E já tem algo pensado para próximos trabalhos?
Nós acabamos de lançar esse disco e eu só consigo pensar na próxima vez que vamos tocar em Recife. Não sei quando vai acontecer, mas sei que vai acontecer e será muito legal
Me avise, que dessa vez eu irei. Como está sendo a repercussão do album novo?
Devagar, mas está sendo positiva. Uma rádio FM de Ottawa no Canadá tocou 2 músicas, alguns amigos adoraram. Sábado vamos fazer o primeiro show de lançamento, vamos ver como as pessoas encaram
O que mais já tem planejado para a divulgação?
Shows, queremos mostrar a banda ao vivo, em todos os lugares. É uma forma de fazer o disco viajar também. (http://www.firefriend.com/shows.php)
E de material extra relacionado ao disco? Tem algo pra sair?
Nós estamos preparando vídeos para as músicas, como este aqui que acabou de sair:
É bem divertido fazer videos, este aí foi feito no mesmo laptop barato onde o disco foi gravado e mixado
Você prefere então ser Lo-Fi?
Acho que você pode produzir trabalhos bem interessantes com o que tem ao alcance.

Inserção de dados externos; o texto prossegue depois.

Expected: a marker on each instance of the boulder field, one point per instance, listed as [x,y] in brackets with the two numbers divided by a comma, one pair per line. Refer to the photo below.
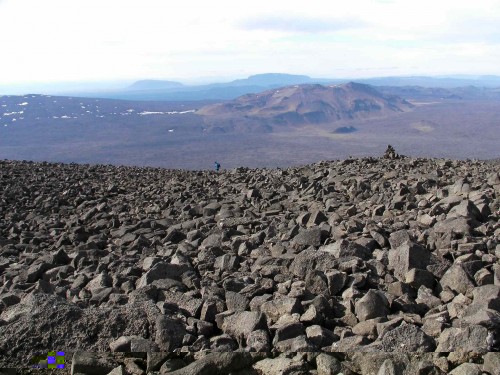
[361,266]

Vivemos uma época em que há um olhar cuidadoso para a expressão e para a linguagem, que no meu ponto de vista são mais estimulantes do que a qualidade técnica padrão de um trabalho. Você pode fazer fotos excepcionais com uma câmera qualquer, mas precisa dominar sua linguagem. Isso dá muita liberdade. Vivemos no Brasil, não fabricamos os melhores equipamentos, então é tudo importado e caro — as condições estruturais são precárias ou muito caras. Mas há criatividade, e ela não pode ficar presa ao dinheiro, ela pode explorar todos os caminhos.
Uma ultima pergunta. Que dica você daria pra quem tá começando?
Dedique-se ao que gosta, viaje muito e não se preocupe com modas. Não assista TV, leia muitos livros e converse muito com as pessoas.